Although current purchase prices can be significantly higher for EVs, HEVs, and PHEVs than their counterparts, prices are likely to decrease as production volumes increase.
The HEV and PHEV models also can have significant emission benefits over their gas-only models and several automakers are on the path to zero emissions with their all-electric vehicles.
Already there are several electric vehicles (EV) that are making headlines. U.S. News & World Report rates the following as some of 2017’s best models: Fiat 500e, Nissan Leaf, BMW i3, Ford Focus Electric, Hyundai Ioniq Electric, Volkswagen e-Golf, Chevrolet Bolt, Kia Soul EV, Tesla Model X, Tesla Model S, and Tesla Model 3.
Just Monday, General Motors announced that it plans to roll out 20 new all-electric vehicles by 2023. “General Motors believes in an all-electric future,” said Mark Reuss, General Motors executive vice president of Product Development, Purchasing and Supply Chain in the Oct. 2 press release. “Although it won’t happen overnight, GM is committed to driving increased usage and acceptance of electric vehicles through no-compromise solutions that meet our customers’ needs.”
This comes on the heels of Volvo announcing in July that every vehicle launched from 2019 will have an electric motor, placing electrification at the core of its future business. Volvo will introduce a collection of electrified cars across its model range – fully electric cars, plug-in hybrid card and mild hybrid cars, the company stated.
Other automakers promising to offer multiple electric models in the next 5-10 years include Mercedes, Volkswagen and Nissan.
GM also recently introduced SURUS, a heavy-duty truck frame that is driven by two electric motors.
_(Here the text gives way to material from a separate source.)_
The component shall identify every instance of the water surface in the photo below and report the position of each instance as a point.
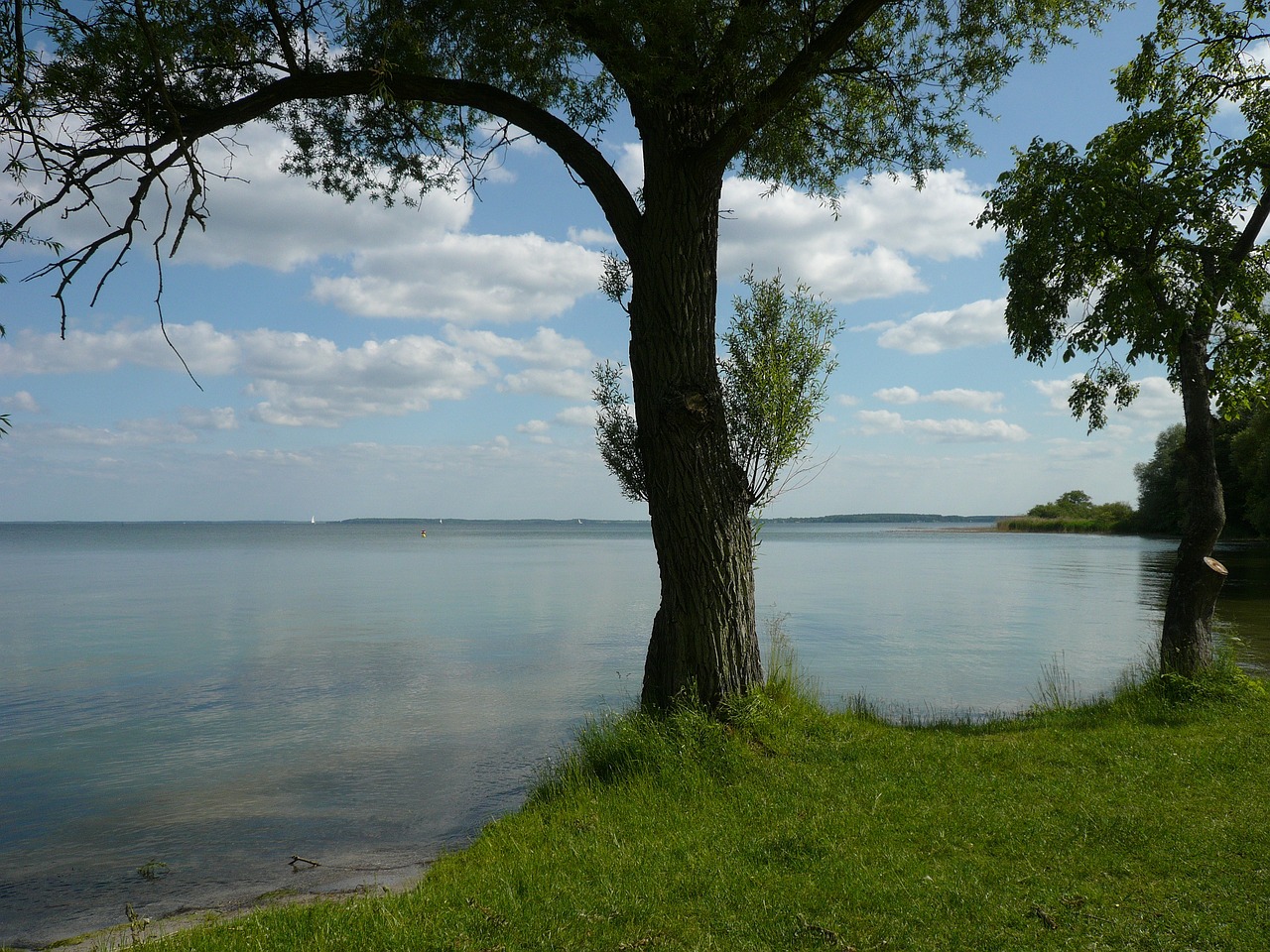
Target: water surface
(220, 697)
SURUS could be used as a delivery vehicle, truck or even an ambulance – all emissions free.
The push toward all-electric vehicles comes from automakers worldwide to transition their production away from internal combustion engines requiring gasoline. “Electrification is all the rage in the auto industry,” said GM’s Reuss.
The U.S. Department of Energy offers several resources on their website to answer questions on costs, fuel economy, recharging stations, and tax credits on EVs, PEVs, and HPEVs.